CODE./lrctl oc restart
MPE Rule Builder
Below is a list of field mappings for the MPE. When you augment your logs, you should map each log field to one of these fields.
account, action, amount, augmented, beatname, command, cve, device_type, dinterface, dip,dmac, dname, dnatip, dnatport, domainimpacted, domainorigin, dport, group, hash,kilobytes, kilobytesin, kilobytesout, login, milliseconds, minutes, object, objectname,objecttype, packetsin, packetsout, parentprocessid, parentprocessname, parentprocesspath,process, processid, protname, protnum, policy, quantity, rate, reason, recipient,responsecode, result, seconds, sender, serialnumber, session, sessiontype, severity,sinterface, sip, size, smac, sname, snatip, snatport, sport, status, subject, tag1, threatid,threatname, time, url, useragent, vendorinfo, version, vmid,
FAQ/Troubleshooting
I have multiple instances of different Beats. Can I augment multiple pipelines?
Yes.
I messed up my augmentation and accidentally imported it into the Open Collector.
Export your augmented pipelines, make the required modifications, and re-import into the Open Collector (Steps 2->6).
Make sure you restart the Open Collector so that those changes take effect.
I'm not seeing my augmented changes when testing against the Open Collector's full Parsing Topology.
Did you restart the Open Collector after importing your changes?
I'm not familiar with writing JQ.
Check out the JQ manual for additional information on how to write JQ.
For experimenting with writing JQ, you can use the JQ playground.
You can also head on over to our community page and ask any specific questions you may have about pipeline augmentation.
What is the difference between Custom Pipeline Creation and Pipeline Augmentation?
Custom Pipeline Creation is the process of creating a new pipeline for on-boarding a collection device (ElasticBeat) that LR does not currently support.

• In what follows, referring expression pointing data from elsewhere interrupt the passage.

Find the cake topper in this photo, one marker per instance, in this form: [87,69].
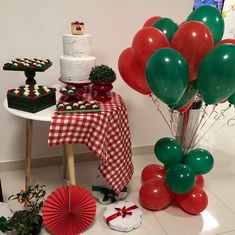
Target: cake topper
[77,28]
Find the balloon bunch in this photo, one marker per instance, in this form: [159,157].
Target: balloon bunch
[180,178]
[176,62]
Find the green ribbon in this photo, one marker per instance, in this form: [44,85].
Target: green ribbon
[108,193]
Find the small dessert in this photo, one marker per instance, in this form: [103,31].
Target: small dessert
[80,106]
[25,64]
[77,28]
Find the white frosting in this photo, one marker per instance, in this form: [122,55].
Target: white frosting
[76,69]
[77,45]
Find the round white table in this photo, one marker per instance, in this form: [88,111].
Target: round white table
[44,115]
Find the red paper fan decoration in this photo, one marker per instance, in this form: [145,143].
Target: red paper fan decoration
[69,210]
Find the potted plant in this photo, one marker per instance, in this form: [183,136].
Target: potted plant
[102,77]
[28,221]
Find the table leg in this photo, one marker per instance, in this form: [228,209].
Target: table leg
[29,133]
[1,196]
[65,163]
[71,163]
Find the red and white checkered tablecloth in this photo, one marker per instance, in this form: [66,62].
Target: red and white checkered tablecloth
[105,133]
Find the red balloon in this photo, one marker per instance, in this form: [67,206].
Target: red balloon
[227,41]
[131,73]
[154,195]
[146,42]
[186,107]
[200,181]
[151,20]
[153,171]
[193,202]
[193,40]
[223,101]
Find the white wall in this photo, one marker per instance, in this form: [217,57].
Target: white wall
[34,29]
[229,20]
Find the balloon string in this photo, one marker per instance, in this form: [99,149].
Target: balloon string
[173,127]
[157,104]
[222,114]
[184,129]
[208,118]
[69,196]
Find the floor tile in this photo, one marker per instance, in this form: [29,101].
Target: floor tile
[227,233]
[214,220]
[224,189]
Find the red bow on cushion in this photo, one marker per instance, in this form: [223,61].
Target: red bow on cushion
[121,212]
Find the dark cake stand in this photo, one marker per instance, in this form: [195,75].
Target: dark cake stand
[29,72]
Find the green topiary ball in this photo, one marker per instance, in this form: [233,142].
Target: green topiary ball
[102,73]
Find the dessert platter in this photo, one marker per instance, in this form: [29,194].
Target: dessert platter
[31,98]
[29,66]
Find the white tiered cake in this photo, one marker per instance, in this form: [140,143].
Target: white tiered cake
[77,61]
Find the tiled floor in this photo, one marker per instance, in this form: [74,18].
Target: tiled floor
[218,218]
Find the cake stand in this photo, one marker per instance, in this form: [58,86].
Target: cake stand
[30,72]
[78,96]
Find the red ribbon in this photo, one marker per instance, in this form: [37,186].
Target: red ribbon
[121,212]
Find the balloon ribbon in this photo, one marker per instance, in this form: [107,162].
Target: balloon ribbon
[108,193]
[123,212]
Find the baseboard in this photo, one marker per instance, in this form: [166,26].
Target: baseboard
[55,160]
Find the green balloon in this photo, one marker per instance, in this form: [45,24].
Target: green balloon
[167,26]
[231,99]
[167,75]
[180,178]
[200,161]
[216,74]
[168,151]
[212,18]
[190,92]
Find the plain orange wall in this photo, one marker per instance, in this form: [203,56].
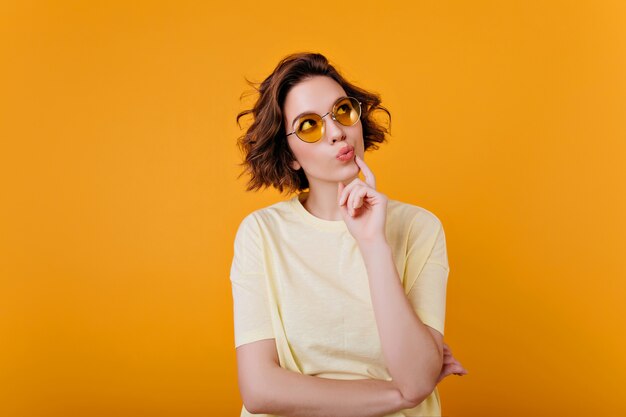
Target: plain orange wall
[120,197]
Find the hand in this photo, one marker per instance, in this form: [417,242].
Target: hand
[450,365]
[364,209]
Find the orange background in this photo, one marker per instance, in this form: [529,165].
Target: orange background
[120,199]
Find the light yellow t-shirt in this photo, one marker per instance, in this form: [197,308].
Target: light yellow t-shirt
[301,280]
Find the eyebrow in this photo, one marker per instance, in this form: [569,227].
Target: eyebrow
[311,111]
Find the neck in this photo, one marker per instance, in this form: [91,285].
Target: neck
[321,200]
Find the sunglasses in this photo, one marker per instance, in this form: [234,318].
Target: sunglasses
[310,127]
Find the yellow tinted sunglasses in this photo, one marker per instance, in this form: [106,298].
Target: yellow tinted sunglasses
[310,127]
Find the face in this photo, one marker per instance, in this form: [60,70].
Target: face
[319,159]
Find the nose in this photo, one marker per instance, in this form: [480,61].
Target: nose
[334,130]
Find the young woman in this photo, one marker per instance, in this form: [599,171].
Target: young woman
[338,292]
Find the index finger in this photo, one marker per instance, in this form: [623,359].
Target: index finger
[367,172]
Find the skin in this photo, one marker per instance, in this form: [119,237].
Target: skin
[335,190]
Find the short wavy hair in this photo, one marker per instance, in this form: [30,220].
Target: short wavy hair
[267,156]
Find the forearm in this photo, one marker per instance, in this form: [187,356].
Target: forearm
[411,354]
[291,394]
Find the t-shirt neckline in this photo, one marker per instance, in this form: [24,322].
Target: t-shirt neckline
[338,225]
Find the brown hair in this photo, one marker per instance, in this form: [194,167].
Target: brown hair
[267,154]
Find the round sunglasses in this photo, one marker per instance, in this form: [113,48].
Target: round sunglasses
[310,127]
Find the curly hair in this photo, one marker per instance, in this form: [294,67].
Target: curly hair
[267,156]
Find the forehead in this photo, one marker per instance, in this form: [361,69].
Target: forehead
[316,95]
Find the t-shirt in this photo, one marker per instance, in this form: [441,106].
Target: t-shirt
[301,280]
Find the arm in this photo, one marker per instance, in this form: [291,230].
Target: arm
[288,393]
[412,354]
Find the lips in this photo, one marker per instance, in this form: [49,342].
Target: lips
[345,150]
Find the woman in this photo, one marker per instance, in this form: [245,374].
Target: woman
[338,292]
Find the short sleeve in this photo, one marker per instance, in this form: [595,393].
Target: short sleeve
[251,308]
[428,291]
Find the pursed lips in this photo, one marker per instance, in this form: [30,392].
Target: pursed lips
[345,150]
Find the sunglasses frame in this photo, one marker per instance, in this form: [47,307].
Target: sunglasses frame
[332,115]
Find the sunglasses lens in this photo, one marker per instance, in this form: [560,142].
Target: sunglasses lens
[348,111]
[310,128]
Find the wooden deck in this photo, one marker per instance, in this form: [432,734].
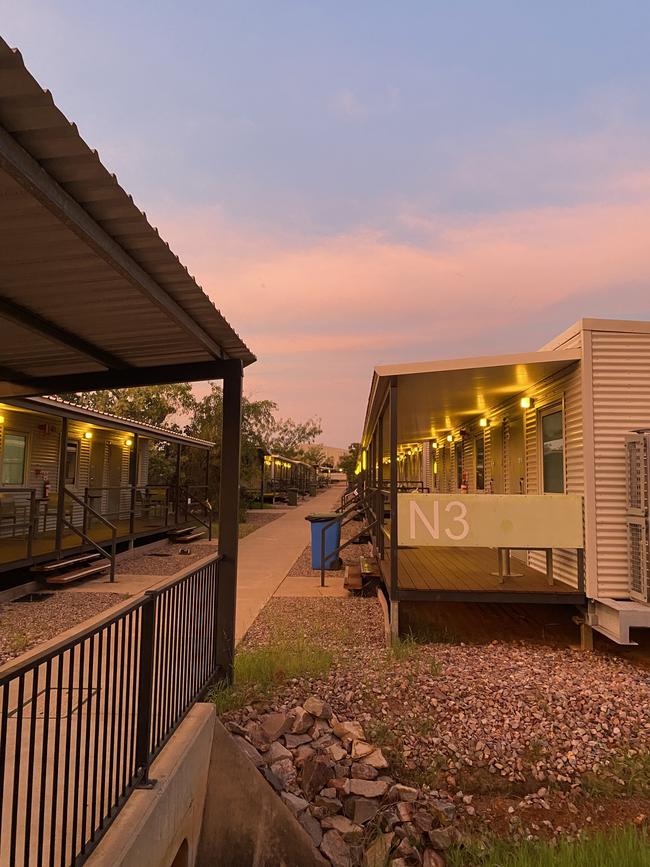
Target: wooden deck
[466,573]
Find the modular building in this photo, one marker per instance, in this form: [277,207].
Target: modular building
[517,477]
[71,475]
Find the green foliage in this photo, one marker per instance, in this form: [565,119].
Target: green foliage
[149,404]
[314,455]
[626,847]
[403,648]
[258,670]
[348,462]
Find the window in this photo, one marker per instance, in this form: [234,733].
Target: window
[13,459]
[479,453]
[458,451]
[552,426]
[71,455]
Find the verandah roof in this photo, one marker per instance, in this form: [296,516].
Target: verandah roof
[90,295]
[438,396]
[59,407]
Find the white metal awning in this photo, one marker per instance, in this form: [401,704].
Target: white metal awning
[90,295]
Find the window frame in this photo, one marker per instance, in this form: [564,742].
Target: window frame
[479,438]
[17,433]
[77,447]
[546,410]
[459,449]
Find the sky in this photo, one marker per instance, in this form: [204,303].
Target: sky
[359,183]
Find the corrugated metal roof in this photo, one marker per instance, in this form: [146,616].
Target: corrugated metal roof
[65,407]
[77,251]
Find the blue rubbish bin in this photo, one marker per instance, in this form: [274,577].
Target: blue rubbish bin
[332,539]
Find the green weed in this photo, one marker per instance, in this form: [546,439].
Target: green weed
[625,847]
[259,670]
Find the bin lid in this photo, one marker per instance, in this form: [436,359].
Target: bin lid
[322,516]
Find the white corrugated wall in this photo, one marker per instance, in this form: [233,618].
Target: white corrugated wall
[621,403]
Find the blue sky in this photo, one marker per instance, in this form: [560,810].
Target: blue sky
[356,183]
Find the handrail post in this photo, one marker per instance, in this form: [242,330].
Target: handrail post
[113,553]
[145,690]
[84,524]
[33,516]
[60,505]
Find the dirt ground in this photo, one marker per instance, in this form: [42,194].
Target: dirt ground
[529,738]
[31,620]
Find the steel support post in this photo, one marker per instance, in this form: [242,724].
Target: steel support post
[133,481]
[228,520]
[60,503]
[393,488]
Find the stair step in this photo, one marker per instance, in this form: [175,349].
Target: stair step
[77,574]
[191,537]
[353,578]
[369,567]
[180,531]
[55,565]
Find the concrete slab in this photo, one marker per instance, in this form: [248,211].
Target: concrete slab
[266,556]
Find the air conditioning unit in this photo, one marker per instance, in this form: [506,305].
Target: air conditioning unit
[637,464]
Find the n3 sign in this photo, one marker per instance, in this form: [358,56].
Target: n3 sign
[491,520]
[457,527]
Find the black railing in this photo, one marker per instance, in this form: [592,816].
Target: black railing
[81,722]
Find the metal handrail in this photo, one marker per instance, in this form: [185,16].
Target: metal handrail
[83,535]
[112,678]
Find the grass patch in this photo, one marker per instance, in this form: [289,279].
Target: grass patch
[626,847]
[404,648]
[18,642]
[259,670]
[629,774]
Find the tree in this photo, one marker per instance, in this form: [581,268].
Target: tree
[348,462]
[288,437]
[314,455]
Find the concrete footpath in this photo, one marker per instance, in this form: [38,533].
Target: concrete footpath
[266,556]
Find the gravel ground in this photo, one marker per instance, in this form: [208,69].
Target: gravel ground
[150,562]
[349,555]
[531,734]
[23,625]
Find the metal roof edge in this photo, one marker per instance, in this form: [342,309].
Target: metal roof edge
[61,407]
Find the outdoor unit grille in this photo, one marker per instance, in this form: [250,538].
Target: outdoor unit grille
[637,448]
[637,547]
[636,472]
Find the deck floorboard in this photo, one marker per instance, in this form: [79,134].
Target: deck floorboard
[467,570]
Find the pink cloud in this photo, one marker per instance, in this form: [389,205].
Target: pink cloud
[321,313]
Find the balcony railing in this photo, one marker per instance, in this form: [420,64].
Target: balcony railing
[81,722]
[33,526]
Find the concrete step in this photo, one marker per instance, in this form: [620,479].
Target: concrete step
[78,574]
[353,579]
[65,563]
[180,531]
[369,568]
[190,537]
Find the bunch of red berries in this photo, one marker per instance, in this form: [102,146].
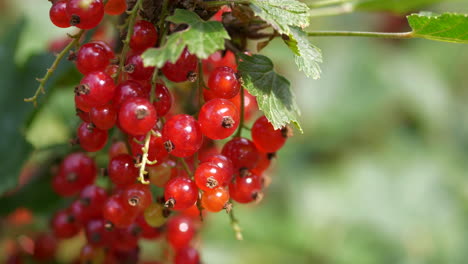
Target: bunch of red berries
[161,149]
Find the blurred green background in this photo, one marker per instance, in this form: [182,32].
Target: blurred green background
[380,174]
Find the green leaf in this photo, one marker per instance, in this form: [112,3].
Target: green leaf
[273,91]
[306,55]
[447,27]
[202,38]
[281,14]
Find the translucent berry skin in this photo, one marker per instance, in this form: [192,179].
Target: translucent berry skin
[219,118]
[125,90]
[163,101]
[245,189]
[93,56]
[182,191]
[184,134]
[58,14]
[187,255]
[95,89]
[223,82]
[91,138]
[215,200]
[180,231]
[85,14]
[209,176]
[139,72]
[115,7]
[144,36]
[103,117]
[265,137]
[242,152]
[179,71]
[122,170]
[137,116]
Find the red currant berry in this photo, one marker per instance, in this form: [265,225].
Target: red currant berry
[215,200]
[182,135]
[91,138]
[58,14]
[218,118]
[144,36]
[137,116]
[180,193]
[85,14]
[223,82]
[180,231]
[122,170]
[93,56]
[95,89]
[180,71]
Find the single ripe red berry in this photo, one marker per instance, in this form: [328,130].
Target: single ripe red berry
[266,138]
[246,189]
[115,7]
[91,138]
[95,89]
[163,100]
[219,118]
[242,152]
[122,170]
[209,176]
[58,14]
[187,255]
[85,14]
[137,70]
[144,36]
[137,116]
[181,69]
[180,193]
[180,231]
[182,135]
[215,200]
[223,82]
[93,56]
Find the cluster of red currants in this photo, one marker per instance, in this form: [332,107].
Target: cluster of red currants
[160,146]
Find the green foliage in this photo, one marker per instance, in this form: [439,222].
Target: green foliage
[201,37]
[273,91]
[446,27]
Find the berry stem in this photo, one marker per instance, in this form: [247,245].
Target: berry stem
[53,67]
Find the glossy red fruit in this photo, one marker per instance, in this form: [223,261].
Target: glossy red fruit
[58,14]
[219,118]
[103,117]
[64,225]
[95,89]
[137,70]
[144,36]
[137,116]
[179,71]
[122,170]
[223,82]
[45,246]
[215,200]
[85,14]
[209,176]
[246,189]
[93,56]
[126,90]
[180,231]
[182,135]
[180,193]
[242,152]
[91,138]
[266,138]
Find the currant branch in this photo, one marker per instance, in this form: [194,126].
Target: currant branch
[42,81]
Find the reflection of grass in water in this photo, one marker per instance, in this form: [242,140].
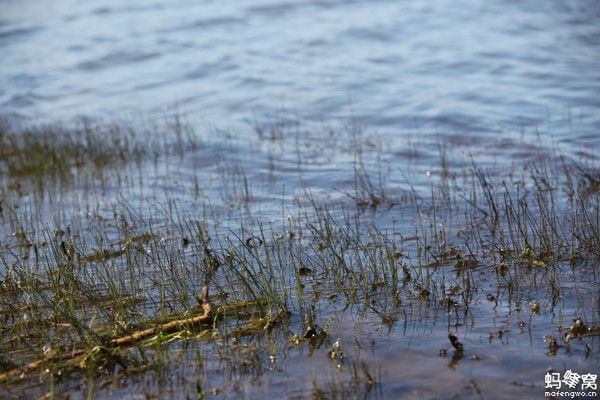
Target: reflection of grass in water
[83,283]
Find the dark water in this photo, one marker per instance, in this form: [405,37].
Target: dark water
[480,68]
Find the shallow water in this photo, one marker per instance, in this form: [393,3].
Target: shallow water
[415,90]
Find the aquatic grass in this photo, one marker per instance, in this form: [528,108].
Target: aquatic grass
[56,151]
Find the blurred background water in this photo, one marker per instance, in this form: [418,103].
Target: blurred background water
[478,68]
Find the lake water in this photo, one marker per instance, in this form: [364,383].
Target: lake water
[290,99]
[481,68]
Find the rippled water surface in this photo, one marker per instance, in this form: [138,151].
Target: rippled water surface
[479,68]
[294,103]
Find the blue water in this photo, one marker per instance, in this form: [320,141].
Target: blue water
[474,68]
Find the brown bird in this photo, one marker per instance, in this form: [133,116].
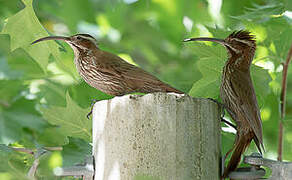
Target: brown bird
[238,95]
[108,72]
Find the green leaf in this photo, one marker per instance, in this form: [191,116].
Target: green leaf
[71,119]
[75,152]
[26,22]
[17,116]
[210,65]
[260,13]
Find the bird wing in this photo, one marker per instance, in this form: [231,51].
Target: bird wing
[248,105]
[125,69]
[137,79]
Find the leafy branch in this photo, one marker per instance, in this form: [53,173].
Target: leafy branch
[283,103]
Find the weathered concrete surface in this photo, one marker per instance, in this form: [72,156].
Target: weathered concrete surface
[156,136]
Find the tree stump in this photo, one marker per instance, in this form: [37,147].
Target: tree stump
[156,136]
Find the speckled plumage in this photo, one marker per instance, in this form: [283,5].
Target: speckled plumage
[108,72]
[238,95]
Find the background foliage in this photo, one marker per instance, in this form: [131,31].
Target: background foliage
[41,92]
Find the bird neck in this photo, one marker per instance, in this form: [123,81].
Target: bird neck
[241,60]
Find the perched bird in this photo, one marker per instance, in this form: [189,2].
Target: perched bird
[108,72]
[238,95]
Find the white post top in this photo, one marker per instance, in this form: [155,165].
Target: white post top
[156,136]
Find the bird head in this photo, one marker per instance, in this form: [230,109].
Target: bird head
[237,42]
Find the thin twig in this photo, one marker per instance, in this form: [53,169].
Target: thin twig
[283,103]
[28,151]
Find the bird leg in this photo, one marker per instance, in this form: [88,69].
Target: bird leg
[223,107]
[91,107]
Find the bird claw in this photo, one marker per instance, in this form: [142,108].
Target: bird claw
[229,123]
[91,108]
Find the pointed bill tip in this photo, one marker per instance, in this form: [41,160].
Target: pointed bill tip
[51,38]
[186,40]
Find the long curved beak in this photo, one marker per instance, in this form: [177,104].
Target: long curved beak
[52,38]
[220,41]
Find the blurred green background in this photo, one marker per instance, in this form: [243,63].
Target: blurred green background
[42,95]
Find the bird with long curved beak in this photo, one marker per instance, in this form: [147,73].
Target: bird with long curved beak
[238,95]
[108,72]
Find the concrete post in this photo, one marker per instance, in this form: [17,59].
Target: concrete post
[156,136]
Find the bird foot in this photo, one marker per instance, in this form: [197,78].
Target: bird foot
[229,123]
[91,108]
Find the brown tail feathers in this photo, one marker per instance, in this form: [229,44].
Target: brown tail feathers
[240,145]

This usually means that you will have to onboard a custom Beat and set up the delivery mechanism to send logs to the Open Collector container, where it will go through your custom pipeline parsing.
Pipeline Augmentation is the process of adding custom parsing to an LR-supported pipeline (i.e. Eventhub).
As an example, if you have a firehose that streams all your logs to AWS S3 and we do not have parsing support for one of the log sources, you can use pipeline augmentation for logrhythm/s3/s3_pipe.
Can I use augmentation for my custom pipeline?
No, the purpose of augmentation is to add or overwrite parsing to an existing LR pipeline while still being able to receive parsing improvements.
If you have a custom pipeline, there's no need to augment it. Just modify the parsing directly on your pipeline.